Numa saída de Koopmeiners a encontrar Kenan Yıldız, o turco soltou-se de atenções com uma simulação de corpo, esperou pela corrida de rompante de Khéphren Thuram, filho de quem muito corria, deu-lhe a bola e o francês cavalgou por aí fora até cruzar rasteiro e Vlahović empatar (34’). A rotação dos anfitriões engolia um Sporting então já incapaz de chegar à outra baliza, perro a tentar levar jogadas a Ioannidis. E ainda se teve de apoquentar quando o engenhoso Yıldız, rapaz de finta curta enquanto corre com pequenos passinhos, arrancou pela esquerda e serviu uma bola rasteira a Francisco Conceição, que quase festejou. Os leões precisavam do sossego do intervalo.

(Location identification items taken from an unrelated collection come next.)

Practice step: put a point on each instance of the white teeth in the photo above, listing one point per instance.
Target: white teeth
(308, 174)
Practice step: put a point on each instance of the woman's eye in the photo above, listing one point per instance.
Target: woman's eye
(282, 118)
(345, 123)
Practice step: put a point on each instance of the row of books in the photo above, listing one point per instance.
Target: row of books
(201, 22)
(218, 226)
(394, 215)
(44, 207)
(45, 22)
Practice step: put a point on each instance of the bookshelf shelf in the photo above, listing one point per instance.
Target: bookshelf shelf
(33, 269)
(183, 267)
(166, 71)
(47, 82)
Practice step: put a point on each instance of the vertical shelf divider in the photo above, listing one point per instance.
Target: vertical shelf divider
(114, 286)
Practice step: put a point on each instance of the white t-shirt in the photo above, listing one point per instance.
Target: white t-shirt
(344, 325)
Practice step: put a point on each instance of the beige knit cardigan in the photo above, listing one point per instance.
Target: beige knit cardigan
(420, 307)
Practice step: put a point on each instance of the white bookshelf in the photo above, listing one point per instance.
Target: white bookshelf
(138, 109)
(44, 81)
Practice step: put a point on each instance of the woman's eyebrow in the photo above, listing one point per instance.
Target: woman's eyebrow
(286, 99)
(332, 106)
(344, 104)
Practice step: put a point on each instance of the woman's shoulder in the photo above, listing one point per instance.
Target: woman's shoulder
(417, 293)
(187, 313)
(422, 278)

De pouco lhe parecia ter servido nos primeiros minutos do regresso, quando foram devolvidos ao ritmo incessante da Juventus de tração à frente, cheia de pressa, ao ponto de Dušan Vlahović pedir calma tal era a voragem com que a equipa se projetava para o ataque.

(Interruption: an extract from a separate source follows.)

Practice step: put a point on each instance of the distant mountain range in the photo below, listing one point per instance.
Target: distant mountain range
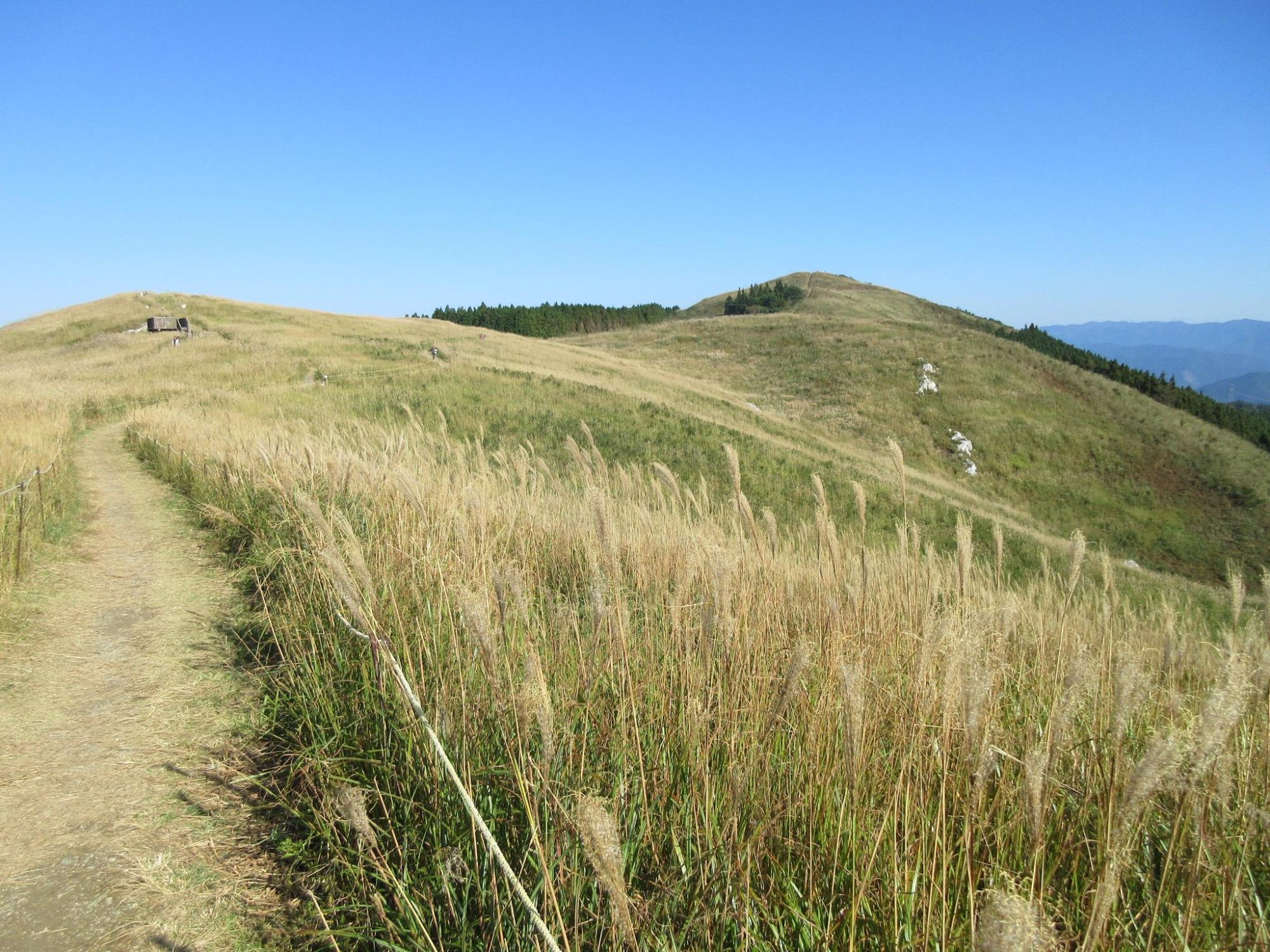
(1229, 361)
(1248, 389)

Só outra paragem por motivo calcante teve mais valor para o Sporting, quando uma disputa entre Koopmeiners e lutador Ioannidis, sempre em disputas de corpo com os centrais, descalçou o neerlandês, esfarrapando-lhe a chuteira esquerda que o jogador demorou a restaurar. Foi um par de minutos. A interrupção serviu aos leões, não muito, mas o suficiente para reaverem alguma calma com a bola. Continuou longe da baliza, mas afastou-se da aflição do jogo, mesmo que Thuram tivesse um par de remates à entrada da área que pingaram para a bancada.

Atenuado na sua intensidade, já sem a mesma rotação urgente da Juventus, o jogo pôs-se mais a jeito da apetência do Sporting para controlar a bola. Baixando o ritmo, aumentou a influência dos leões. Coincidiu com a refrescada que Rui Borges deu ao corredor direito depois do relógio marcar uma hora de ação, trocando Quenda e Vagiannidis por Geny Catamo e Eduardo Quaresma. Era preciso frescura em cima das constantes mudanças de velocidade misturadas com quebras de direção de Kenan Yıldız. Com outra vigilância ao turco, a Juventus insistiu ainda mais nos cruzamentos.

Daniele Badolato - Juventus FC

Sem fervura, apenas morno, o jogo reviu aqui e ali as combinações do Sporting por dentro, ao primeiro toque, já com Luis Suárez no campo para os minutos que o joelho enfaixado permitia. A equipa ligou de novo passes com Trincão e Pote, mas já não tinha energia para acionar os movimentos coletivos para as jogadas chegarem aos últimos metros. As meias de João Simões caídas canelas abaixo eram um sinal, também os leões tinham caído de ritmo. Foi quando predominava já esta sobriedade geral que entrou o acelerador que é Alisson.

Nem ele, nem nada agitariam o ramerrame com que a partida se foi adormecendo além de um remate de Catamo, embalado atrás de um passe de Suárez numa saída rápida. O Sporting foi controlando as tentativas flanqueadoras da Juventus, rendida a acossar só com cruzamentos a área onde Diomande imperou após a saída de Vlahović, salvo um beliscão: já nos descontos, Jonathan David, sem conspirar muito na desmarcação, cabeceou sozinho para Rui Silva ser o garante do empate. Fora isso, a partida já se tinha sossegado há algum tempo.

A descrição soprada em italiano, além de mais terna para o ouvido, é certeira: “Dopo un primo tempo di grandi occasioni, nel secondo il ritmo si abbassa fino al finale concitato.”

Não foi nesta ida a Turim que o Sporting, à vigésima tentativa, conseguiu ganhar um jogo de futebol em Itália. Mas, nas subidas e descidas de ritmo, entre as melhores fases de cada equipa, a mais impositiva pertenceu aos leões que voltarão a Lisboa com mais bola, mais passes e mais pontos (sete) contra os poucos (três) que a equipa pela qual Luciano Spalletti fugiu ao descanso. A de Rui Borges teve a sua de completo desassossego para o adversário, chegou a parecer orquestra a tocar sinfonia, os seus instrumentos a tangerem. Para o futuro, é arranjar forma de tocarem assim durante mais tempo.